Australian Jews denounce Muslim leader’s call to jihad

"Tomorrow, you Jews will see what will become of you."

Ismail al-Wahwah (photo credit: YOUTUBE SCREENSHOT)
Ismail al-Wahwah
(photo credit: YOUTUBE SCREENSHOT)
A Jewish communal group has turned to the Australian government to complain about calls for jihad by a local Muslim leader during last summer’s Operation Protective Edge.
New South Wales Jewish Board of Deputies CEO Vic Alhadeff turned to the NSW Anti-Discrimination Board Monday demanding action be taken against Ismail al-Wahwah, the head of the Australian branch of Hizb ut-Tahrir, an Islamist organization, the Sydney Morning Herald reported.
During an event protesting Israel’s operation in the Gaza Strip last July, Wahwah lambasted the Jews, asserting that the “entire world suffers from the children of Israel today and complains about them.”
“Who will set the world free from the children of Israel so that the world will be able to say that it has rid itself of that hidden evil?” he asked.
“This mission will be accomplished by none but you, O Muslims… The ember of jihad against the Jews will continue to burn… Judgment day will not come until the Muslims fight the Jews,” he said. “Tomorrow you Jews will see what will become of you – an eye for an eye, blood for blood, destruction for destruction.”
In a statement on the NSWJBD website, Alhadeff complained that such “unrestrained venom and hatred” could conceivably have “inspired another Mohammad Merah, Dzhokhar Tsarnaev, Mehdi Nemmouche, Said Kouachi, Amedy Coulibaly or Omar El-Hussein – the terrorists who murdered innocents in Toulouse, Boston, Brussels, Paris and Copenhagen.”
“The problem we face as Australians today is not just violent Islamic extremism, it is also nonviolent extremism.

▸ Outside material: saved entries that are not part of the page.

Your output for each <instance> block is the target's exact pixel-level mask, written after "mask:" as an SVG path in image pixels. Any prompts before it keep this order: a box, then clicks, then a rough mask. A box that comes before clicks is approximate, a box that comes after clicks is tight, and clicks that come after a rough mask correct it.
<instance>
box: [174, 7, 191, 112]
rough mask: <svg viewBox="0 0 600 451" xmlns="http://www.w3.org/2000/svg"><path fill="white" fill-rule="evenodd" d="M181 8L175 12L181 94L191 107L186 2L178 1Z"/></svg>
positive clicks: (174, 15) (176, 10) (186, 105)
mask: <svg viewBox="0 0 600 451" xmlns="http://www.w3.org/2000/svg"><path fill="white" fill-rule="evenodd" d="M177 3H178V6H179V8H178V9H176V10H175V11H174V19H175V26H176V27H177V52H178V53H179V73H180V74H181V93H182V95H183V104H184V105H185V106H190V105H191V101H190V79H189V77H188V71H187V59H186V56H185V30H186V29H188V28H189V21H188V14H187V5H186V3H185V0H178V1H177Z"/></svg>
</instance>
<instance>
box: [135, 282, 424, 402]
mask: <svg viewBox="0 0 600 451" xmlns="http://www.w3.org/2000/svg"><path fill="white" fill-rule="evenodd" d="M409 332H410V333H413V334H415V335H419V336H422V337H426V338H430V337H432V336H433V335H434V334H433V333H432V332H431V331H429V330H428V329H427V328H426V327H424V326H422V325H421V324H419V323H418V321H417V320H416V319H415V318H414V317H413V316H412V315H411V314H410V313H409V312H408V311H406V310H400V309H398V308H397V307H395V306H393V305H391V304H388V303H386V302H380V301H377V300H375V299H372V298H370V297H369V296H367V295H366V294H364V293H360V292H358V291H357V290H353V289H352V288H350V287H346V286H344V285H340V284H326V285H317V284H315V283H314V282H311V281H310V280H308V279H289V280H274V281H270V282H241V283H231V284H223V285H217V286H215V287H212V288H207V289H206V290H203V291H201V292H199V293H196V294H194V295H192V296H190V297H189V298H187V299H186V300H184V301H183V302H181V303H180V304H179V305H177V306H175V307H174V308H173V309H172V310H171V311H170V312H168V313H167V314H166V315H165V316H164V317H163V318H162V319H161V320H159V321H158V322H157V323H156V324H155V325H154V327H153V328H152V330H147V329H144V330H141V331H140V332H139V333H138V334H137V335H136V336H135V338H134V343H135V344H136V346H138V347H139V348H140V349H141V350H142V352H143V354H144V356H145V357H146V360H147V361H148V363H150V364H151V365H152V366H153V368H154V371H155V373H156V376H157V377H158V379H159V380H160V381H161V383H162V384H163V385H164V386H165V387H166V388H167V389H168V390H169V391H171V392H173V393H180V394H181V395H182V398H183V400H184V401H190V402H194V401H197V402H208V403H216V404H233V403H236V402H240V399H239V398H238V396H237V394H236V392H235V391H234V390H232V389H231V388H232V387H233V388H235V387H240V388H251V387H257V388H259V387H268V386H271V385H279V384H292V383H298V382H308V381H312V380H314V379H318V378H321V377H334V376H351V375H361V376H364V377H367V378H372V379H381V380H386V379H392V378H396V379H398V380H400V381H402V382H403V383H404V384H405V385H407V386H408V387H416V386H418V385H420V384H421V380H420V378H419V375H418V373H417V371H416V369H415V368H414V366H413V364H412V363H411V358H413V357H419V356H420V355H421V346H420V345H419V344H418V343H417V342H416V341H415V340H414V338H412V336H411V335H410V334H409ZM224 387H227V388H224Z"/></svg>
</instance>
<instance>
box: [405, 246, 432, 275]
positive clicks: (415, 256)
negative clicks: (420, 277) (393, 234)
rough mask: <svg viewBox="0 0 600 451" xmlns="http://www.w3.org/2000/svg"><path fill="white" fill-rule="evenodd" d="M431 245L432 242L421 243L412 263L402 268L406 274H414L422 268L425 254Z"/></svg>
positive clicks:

There are authorities tasked with recognizing and countering those who engage in violent extremism,” he stated.
“His diatribe was not anti-Israel sentiment, as some supporters insist, but vile and crude Jew-hatred reminiscent of last year’s anti-Israel rallies that descended into blatant anti-Semitism, complete with Nazi swastikas and placards evoking racist images that had nothing to do with the Middle East,” he added.
Hizb ut-Tahrir is active internationally and has been banned by several countries. It supports the establishment of a global caliphate and, during a separate event last year in Australia, the group seemed to voice support for the practice of honor killings.
A spokesman for the group was quoted by the Sydney Morning Herald as saying that Hizb ut-Tahrir was protesting Israel’s “brutal” attack on Gaza and that allegations of anti-Semitism were “cheap allegation[s]” and a “McCarthyist attempt to silence dissent.”
The Australian Jewish community placed itself under lockdown last December after Islamist Man Haron Monis laid siege to a cafe in downtown Sydney.
While there was no indication that local Jews or the Jewish community were specifically targeted, Monis had a history of making anti-Semitic remarks.
Anti-Semitism is generally at a low level in Australia. According to the Anti-Defamation League, 14 percent of Australians harbor anti-Semitic attitudes, with 41 percent of those surveyed by the Jewish group agreeing that Jews are more loyal to Israel than their countries of residence.